Capri Sun pouches are made by bonding aluminum and several layers of plastic together making them difficult to impossible to recycle. According to Terracycle, only an estimated 1-3 percent is collected nationwide, which means that nearly every Capri Sun pouch has been wasted or littered since the product was introduced in the 1970s.

They’re also a huge problem for the oceans: Food and beverage containers, including Capri Sun pouches, are among the top 5 items found on beaches and coastlines. Plastic packaging breaks down into small particles mistaken for food by fish, which harms marine life and transports toxic chemicals in the oceans. A recent study estimates that the state of California spends nearly $500 million annually preventing trash — much of it plastic packaging — from polluting beaches, rivers, lakes and the waterfront.

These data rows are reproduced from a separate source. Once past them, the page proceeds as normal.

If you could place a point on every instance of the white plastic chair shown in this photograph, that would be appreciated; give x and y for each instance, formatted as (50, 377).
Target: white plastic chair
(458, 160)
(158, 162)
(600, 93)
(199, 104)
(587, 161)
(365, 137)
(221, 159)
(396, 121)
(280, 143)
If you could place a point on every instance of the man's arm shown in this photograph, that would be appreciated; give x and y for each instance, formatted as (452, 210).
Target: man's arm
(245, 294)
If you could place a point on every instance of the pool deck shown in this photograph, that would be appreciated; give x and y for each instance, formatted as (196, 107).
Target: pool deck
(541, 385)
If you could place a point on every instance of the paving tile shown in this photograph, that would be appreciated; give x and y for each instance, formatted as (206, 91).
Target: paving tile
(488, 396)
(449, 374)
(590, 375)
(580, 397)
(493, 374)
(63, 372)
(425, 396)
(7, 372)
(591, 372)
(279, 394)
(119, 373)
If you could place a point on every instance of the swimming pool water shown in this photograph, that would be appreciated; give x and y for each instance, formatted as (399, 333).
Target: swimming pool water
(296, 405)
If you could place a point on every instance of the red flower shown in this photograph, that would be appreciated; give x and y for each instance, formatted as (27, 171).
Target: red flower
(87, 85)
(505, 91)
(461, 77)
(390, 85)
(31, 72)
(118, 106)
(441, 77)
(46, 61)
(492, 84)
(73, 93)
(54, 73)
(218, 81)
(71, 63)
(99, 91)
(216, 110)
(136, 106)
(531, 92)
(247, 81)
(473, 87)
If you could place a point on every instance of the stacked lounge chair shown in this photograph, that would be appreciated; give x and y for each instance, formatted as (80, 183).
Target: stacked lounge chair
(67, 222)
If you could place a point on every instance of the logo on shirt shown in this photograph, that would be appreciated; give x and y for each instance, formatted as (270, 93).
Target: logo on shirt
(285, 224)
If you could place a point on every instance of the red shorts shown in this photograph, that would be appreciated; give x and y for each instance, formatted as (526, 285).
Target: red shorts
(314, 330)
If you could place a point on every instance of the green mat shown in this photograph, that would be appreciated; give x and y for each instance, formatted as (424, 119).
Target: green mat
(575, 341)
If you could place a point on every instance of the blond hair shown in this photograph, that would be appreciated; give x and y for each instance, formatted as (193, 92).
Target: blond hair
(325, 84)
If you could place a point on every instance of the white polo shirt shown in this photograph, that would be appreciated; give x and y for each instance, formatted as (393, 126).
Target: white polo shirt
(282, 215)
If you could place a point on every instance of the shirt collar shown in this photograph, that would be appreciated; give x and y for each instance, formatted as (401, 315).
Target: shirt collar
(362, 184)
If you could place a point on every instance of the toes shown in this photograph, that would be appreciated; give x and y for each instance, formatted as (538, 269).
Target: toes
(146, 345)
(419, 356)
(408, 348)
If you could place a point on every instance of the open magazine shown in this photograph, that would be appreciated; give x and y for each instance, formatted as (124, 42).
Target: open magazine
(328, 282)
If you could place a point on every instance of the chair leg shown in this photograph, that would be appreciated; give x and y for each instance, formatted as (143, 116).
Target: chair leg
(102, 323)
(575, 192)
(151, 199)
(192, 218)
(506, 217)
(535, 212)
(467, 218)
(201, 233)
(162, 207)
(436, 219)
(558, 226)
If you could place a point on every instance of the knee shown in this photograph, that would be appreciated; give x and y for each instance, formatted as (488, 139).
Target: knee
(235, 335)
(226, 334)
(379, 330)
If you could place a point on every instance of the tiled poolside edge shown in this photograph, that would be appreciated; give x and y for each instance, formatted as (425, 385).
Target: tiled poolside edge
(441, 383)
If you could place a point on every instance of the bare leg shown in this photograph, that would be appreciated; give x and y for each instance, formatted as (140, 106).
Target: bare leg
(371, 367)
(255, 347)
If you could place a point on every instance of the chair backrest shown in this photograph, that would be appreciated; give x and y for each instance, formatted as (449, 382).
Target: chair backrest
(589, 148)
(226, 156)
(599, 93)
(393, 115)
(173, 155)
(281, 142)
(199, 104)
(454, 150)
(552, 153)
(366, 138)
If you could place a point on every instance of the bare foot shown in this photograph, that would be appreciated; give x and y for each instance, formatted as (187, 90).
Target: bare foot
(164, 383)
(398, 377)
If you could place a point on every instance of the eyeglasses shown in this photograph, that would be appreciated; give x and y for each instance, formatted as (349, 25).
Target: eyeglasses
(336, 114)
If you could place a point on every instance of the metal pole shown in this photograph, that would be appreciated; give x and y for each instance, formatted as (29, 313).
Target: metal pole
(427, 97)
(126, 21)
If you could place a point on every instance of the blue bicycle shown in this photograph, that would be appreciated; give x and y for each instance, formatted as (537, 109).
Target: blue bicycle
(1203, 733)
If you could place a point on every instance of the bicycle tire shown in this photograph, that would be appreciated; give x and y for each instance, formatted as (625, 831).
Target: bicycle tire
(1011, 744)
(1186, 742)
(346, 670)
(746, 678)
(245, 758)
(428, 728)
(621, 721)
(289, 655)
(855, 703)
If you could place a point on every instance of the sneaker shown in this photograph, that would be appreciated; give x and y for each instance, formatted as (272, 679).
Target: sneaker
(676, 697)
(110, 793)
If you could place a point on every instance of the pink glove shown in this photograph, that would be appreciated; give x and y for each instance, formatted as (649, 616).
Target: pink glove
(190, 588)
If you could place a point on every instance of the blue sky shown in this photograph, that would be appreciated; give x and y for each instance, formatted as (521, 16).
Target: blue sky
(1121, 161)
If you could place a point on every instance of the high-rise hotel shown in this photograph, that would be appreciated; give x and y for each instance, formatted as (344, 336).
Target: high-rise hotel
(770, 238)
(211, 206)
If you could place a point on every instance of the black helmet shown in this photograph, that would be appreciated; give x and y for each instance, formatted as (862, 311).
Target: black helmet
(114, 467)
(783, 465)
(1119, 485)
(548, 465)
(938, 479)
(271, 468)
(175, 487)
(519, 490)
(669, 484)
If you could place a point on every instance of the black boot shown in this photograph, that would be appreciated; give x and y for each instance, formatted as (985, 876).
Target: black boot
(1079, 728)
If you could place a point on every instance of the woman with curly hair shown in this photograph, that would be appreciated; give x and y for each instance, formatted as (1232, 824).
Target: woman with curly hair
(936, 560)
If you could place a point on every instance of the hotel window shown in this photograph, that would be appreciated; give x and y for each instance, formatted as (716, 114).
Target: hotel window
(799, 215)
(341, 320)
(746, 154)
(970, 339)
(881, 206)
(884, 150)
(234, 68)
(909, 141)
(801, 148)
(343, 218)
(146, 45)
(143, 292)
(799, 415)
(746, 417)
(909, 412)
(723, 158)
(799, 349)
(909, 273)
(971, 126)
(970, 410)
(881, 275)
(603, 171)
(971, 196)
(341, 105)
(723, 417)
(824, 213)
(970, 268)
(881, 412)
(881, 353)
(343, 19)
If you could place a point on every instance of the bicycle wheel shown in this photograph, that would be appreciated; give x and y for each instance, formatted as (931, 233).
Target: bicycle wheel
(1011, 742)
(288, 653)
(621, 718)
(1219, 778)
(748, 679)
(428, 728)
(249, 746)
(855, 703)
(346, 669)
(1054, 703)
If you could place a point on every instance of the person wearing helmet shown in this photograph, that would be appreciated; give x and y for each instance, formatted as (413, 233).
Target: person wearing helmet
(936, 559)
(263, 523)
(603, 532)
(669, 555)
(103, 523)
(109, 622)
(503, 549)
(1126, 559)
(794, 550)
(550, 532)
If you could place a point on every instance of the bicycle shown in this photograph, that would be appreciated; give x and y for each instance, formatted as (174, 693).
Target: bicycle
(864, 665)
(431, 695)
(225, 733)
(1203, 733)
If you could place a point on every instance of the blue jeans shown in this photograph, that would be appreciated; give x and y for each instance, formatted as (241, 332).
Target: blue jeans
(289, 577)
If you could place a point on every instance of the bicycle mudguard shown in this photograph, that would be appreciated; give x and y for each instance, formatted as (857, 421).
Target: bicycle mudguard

According to shareholder advocacy group As You Sow — which in September filed a shareholder resolution asking General Mills to take responsibility for recycling its post-consumer packaging waste, and earlier this month announced that Colgate-Palmolive has committed to making 100 percent of its packaging for three of four product categories completely recyclable (and developing a recyclable toothpaste tube or package, for the fourth category) by 2020 — the total value of wasted recyclable consumer packaging that’s landfilled, littered or incinerated is around $11.4 billion each year. Meanwhile, plastic pollution from packaging is clogging our beaches and oceans, killing wildlife, contaminating the marine food web and creating the massive garbage gyres around the world’s oceans.

A number of enterprising companies have set about upcycling marine plastic into everything from new packaging, skateboards and carpet tiles to fabric for jeans, swimsuits, etc, but the onus is on manufacturers to help proactively reduce the proliferation of pollution at its source.